As well as the film is made by one of the best and most experienced directors in the business, it does suffer from a rather fragmented narrative. The first half of the film is the adventurous side of it, dealing with establishing the world of this busy 1930s Parisian Train Station and introducing us to its vast array of characters – the more recognisably kid friendly aspects. But about half way through, once more of the mystery is solved, it turns into more of a love letter to cinema itself, explicitly looking at the early days of film and in particular one of the key figureheads (I won’t spoil the surprise of who). While this was the aspect of it I enjoyed most – simply because I personally tend to be fascinated by film history – it does feel very at odds with that first half, almost as if the two sections are fighting to be the most important part of the film.

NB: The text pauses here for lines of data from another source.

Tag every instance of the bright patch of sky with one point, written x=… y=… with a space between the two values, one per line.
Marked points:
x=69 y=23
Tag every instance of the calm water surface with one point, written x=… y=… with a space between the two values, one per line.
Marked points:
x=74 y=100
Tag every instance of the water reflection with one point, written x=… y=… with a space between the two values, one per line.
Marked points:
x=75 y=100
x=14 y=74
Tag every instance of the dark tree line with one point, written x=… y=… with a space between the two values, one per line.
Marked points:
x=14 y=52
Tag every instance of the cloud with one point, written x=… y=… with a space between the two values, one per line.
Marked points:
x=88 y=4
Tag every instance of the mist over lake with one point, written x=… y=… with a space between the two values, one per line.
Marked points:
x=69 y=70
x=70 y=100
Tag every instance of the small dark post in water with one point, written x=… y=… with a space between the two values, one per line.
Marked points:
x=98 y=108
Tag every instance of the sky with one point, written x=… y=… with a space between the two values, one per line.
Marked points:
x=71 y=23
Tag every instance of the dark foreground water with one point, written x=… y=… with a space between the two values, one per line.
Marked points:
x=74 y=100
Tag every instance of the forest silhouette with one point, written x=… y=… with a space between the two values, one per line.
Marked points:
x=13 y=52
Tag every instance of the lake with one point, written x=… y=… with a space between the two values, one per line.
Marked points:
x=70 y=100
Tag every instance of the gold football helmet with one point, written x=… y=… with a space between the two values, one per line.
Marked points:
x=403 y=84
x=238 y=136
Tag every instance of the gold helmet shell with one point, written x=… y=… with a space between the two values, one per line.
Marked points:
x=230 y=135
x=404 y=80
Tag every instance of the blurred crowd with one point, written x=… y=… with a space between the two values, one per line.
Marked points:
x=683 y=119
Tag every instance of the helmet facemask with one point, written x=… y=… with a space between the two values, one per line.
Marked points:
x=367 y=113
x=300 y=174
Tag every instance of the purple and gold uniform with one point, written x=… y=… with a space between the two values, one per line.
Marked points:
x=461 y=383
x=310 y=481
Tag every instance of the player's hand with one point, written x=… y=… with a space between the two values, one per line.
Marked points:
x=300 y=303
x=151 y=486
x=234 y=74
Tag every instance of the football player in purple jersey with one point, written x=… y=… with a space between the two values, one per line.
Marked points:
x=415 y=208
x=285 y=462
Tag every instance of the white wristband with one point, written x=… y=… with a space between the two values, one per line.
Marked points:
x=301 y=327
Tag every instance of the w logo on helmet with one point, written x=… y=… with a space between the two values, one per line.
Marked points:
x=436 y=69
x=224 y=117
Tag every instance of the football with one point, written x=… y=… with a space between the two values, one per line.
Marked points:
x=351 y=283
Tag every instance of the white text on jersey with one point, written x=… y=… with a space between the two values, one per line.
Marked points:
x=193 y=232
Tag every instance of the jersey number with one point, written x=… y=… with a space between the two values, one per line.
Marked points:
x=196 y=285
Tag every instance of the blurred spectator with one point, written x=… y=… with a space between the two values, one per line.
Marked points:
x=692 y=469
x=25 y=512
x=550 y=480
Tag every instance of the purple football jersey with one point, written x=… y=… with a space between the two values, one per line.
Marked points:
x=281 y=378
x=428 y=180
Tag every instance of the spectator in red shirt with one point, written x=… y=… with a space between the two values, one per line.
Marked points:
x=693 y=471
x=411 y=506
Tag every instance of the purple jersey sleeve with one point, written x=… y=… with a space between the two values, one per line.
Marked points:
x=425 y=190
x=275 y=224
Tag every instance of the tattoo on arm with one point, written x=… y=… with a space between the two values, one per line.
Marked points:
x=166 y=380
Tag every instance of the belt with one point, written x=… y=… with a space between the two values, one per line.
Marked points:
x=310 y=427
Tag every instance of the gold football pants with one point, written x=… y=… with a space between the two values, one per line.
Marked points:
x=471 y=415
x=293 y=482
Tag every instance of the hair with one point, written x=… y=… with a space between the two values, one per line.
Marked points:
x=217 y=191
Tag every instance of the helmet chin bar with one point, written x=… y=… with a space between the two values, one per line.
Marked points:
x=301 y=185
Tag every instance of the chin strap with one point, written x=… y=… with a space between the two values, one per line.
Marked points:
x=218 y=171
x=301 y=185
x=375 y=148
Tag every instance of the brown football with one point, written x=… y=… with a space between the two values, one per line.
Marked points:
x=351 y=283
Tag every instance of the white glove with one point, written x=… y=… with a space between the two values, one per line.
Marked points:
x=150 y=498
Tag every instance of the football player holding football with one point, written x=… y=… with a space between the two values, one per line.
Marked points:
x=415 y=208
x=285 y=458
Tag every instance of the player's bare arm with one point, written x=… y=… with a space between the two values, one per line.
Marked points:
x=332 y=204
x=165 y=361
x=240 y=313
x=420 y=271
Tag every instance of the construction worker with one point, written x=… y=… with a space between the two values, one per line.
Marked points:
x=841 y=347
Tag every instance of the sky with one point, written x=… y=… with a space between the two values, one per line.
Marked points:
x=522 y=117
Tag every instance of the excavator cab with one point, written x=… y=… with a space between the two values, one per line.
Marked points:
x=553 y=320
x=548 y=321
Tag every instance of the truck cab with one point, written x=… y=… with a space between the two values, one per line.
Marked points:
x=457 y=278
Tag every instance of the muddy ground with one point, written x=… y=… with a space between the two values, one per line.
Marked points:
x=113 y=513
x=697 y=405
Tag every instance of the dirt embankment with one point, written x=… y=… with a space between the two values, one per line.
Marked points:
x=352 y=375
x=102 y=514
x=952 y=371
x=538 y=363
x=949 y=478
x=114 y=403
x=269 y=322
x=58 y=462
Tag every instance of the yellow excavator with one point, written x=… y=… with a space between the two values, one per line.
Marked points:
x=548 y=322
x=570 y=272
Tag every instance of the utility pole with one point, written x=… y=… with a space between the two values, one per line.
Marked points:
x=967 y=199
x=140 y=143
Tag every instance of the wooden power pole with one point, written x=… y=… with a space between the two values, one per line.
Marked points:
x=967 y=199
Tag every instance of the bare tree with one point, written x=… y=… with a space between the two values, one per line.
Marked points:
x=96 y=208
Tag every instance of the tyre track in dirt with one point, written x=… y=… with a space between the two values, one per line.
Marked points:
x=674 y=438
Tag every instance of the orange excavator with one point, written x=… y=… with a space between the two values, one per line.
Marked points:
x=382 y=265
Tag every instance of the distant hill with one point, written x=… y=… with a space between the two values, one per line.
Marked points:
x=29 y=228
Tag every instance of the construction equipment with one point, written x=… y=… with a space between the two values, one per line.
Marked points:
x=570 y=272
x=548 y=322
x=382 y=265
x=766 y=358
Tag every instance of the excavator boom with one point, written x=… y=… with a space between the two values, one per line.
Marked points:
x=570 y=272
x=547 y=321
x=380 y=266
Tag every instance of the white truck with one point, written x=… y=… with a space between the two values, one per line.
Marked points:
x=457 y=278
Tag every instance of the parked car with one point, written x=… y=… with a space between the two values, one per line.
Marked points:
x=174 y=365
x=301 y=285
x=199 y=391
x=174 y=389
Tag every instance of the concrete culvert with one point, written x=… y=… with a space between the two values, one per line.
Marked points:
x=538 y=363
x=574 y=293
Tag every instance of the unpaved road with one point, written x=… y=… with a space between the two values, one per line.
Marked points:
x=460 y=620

There are several segments in Hugo that had me absolutely glued to the screen, wide-eyed and slack-jawed at some of the visual artistry (lots of smooth swooping camera shots and views of the surrounding city) and imagination on display, and fascinated by the level of care and attention that has clearly went into the film. But at other times I felt myself frustrated that it didn’t tug at my heart strings more, that I didn’t truly connect with Hugo and his journey on an emotional level instead on one of extreme admiration. Like the automaton at the centre of the film’s mystery, it is meticulously crafted but there’s something genuinely human lacking. Still, this is a seasoned master of filmmaking delivering his loving ode to the art of cinema. We should cherish that, warts and all.